Abortion laws caused the Victorian fires

Well this is a novel concept:
“Yesterday (Monday 9th February 2009), the front page of the Herald Sun newspaper reported “The Darkest hour for Victoria”. A few months ago the news media should have reported “The darkest hour for the unborn” but unfortunately the “Decriminalization of Abortion bill” went through parliament and was passed, thus making many people call Victoria ‘the baby killing state of Australia,’” Mr (Danny) Nalliah said.

He said on November 7 last year we had sent out an email to our national network and a posting on our website (www.catchthefire.com.au) carried an urgent post titled, ‘STOP PRESS. URGENT PRAYER NEEDED REGARDING AUSTRALIA, ESPECIALLY THE STATE OF VICTORIA’ following a dream he had on the 21st of October 2008, which he shared with his team on 22nd October.

Following is an excerpt from the dream which was published in the article.

“In my dream I saw fire everywhere with flames burning very high and uncontrollably. With this I woke up from my dream with the interpretation as the following words came to me in a flash from the Spirit of God.

That His conditional protection has been removed from the nation of Australia, in particular Victoria, for approving the slaughter of innocent children in the womb.”

“We at CTFM have spent the last few days in prayer and weeping, watching the news and learning that more than 170 people have perished and more than 750 houses have gone up in flames with much property and personal belongings of people all wiped out within hours,” he said.

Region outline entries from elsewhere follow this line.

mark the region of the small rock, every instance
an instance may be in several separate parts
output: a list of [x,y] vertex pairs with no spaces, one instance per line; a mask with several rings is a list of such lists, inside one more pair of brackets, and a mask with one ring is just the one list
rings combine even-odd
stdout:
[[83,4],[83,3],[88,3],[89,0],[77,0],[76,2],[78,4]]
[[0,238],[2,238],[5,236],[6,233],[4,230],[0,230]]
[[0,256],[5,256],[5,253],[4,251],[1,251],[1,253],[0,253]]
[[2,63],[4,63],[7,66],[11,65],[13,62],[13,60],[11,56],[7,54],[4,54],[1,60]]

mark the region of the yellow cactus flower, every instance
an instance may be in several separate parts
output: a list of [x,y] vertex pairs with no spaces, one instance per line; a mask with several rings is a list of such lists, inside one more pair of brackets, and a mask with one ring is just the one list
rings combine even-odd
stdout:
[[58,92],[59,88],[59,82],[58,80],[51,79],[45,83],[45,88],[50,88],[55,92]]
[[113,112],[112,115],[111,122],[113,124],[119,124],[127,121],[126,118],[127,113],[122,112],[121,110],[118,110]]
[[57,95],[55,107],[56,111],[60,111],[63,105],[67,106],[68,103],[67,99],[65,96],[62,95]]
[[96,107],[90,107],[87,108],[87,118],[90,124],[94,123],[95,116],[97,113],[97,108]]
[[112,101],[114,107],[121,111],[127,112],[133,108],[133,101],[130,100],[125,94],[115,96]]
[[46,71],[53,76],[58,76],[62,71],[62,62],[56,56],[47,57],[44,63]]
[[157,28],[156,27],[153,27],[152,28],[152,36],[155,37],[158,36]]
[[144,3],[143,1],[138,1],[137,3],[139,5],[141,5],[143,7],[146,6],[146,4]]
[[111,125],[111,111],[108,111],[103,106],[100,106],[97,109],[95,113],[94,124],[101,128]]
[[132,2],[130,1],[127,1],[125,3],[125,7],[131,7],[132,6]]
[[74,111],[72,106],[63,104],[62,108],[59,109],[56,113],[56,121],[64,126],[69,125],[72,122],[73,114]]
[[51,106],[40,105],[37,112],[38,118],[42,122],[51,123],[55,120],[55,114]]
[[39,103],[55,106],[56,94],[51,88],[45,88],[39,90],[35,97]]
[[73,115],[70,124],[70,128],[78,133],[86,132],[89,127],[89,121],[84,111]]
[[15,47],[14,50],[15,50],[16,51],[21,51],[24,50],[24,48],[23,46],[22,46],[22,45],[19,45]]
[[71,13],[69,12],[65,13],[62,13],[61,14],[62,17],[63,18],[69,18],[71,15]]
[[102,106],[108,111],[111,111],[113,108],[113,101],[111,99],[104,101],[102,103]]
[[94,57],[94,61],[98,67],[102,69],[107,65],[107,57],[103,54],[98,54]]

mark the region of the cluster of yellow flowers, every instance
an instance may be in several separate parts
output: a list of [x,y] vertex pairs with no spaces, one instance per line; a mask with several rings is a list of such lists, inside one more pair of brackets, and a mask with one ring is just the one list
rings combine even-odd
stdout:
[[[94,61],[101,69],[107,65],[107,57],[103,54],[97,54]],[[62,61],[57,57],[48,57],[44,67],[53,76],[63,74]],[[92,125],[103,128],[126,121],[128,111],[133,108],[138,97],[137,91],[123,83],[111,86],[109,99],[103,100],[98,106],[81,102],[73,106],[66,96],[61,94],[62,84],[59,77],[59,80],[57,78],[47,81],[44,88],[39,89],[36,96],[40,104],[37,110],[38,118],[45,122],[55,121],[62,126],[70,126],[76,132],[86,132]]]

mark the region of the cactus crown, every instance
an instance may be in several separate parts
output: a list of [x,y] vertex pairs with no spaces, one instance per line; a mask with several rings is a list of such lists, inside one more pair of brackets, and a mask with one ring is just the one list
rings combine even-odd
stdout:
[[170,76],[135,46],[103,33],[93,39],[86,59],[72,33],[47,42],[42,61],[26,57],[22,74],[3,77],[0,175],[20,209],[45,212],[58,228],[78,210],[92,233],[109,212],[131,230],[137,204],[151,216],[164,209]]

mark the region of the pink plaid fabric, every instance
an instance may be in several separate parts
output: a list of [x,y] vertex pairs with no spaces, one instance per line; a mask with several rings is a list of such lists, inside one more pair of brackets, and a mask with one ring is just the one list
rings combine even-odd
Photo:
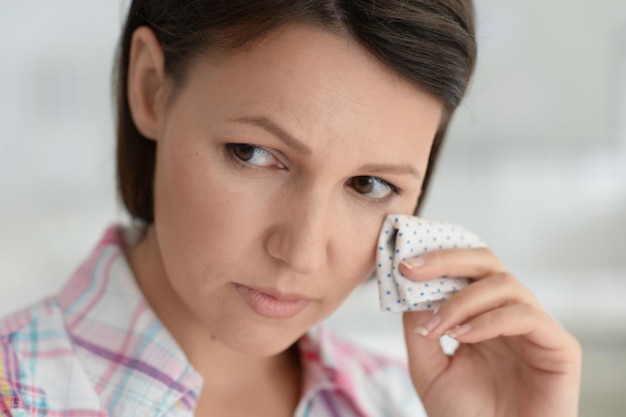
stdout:
[[[54,297],[0,321],[0,416],[192,416],[202,378],[149,308],[110,228]],[[402,364],[319,325],[297,417],[422,416]]]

”Australia is based on Judeo-Christian values. How far have we as a nation moved from these principles instilled in our nation’s inception. How much does it take for a nation to return to God? The Bible is very clear, if you walk out of God’s protection and turn your back on Him, you are an open target for the devil to destroy.

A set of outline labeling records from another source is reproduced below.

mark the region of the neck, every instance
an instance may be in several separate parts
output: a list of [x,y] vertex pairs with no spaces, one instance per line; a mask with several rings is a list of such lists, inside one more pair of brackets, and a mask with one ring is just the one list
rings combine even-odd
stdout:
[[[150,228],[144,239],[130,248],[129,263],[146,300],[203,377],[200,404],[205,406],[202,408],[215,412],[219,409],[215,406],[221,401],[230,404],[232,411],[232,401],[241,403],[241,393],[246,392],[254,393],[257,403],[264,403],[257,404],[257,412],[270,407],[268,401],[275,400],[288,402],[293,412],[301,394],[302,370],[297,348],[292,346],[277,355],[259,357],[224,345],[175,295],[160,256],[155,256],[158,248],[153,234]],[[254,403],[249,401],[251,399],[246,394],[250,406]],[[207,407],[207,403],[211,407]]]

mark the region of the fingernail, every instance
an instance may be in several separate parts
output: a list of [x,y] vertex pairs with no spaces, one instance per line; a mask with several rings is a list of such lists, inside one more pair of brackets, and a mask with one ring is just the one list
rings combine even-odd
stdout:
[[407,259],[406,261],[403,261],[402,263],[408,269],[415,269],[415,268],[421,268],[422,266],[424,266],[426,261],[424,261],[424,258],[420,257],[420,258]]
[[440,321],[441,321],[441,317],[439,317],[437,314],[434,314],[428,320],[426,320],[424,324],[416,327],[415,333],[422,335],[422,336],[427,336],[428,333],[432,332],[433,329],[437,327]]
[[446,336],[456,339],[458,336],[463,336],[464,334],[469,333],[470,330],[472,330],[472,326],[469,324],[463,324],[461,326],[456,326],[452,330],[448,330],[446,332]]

“Can we stop the fires? Yes we can! But it will take God’s children to rally together and repent and cry unto Him as in 2 Chronicles 7:14 (The Holy Bible). We at CTFM have seen this happen several times in the past in Australia, which was also covered by many mainstream media outlets.”
*Sigh*. What can I say? This is exactly the sort of thing that gets my goat up.

You see, the reason is that I am an evangelical Christian. It's there in the blog title. To read how I became a Christian, click here. For a detailed explanation of my opinion on abortion (I am generally pro-life but with important differences to most pro-lifers), click here.

I've included those links in the previous paragraphs to point out to you all the substance of what I believe because I am about to give Nalliah a real serve about what he has done.

Many of you, I am sure, can remember back to the dim dark days following 9/11. One thing you might remember is when evangelical leader Jerry Falwell said this:
"I really believe that the pagans, and the abortionists, and the feminists, and the gays and the lesbians who are actively trying to make that an alternative lifestyle, the ACLU, People For the American Way, all of them who have tried to secularize America. I point the finger in their face and say 'you helped this happen.'"
Of course, such a statement was made during a time of great grief and anger and Falwell later apologised for it, though it was one of those "I'm sorry you feel this way" apologies.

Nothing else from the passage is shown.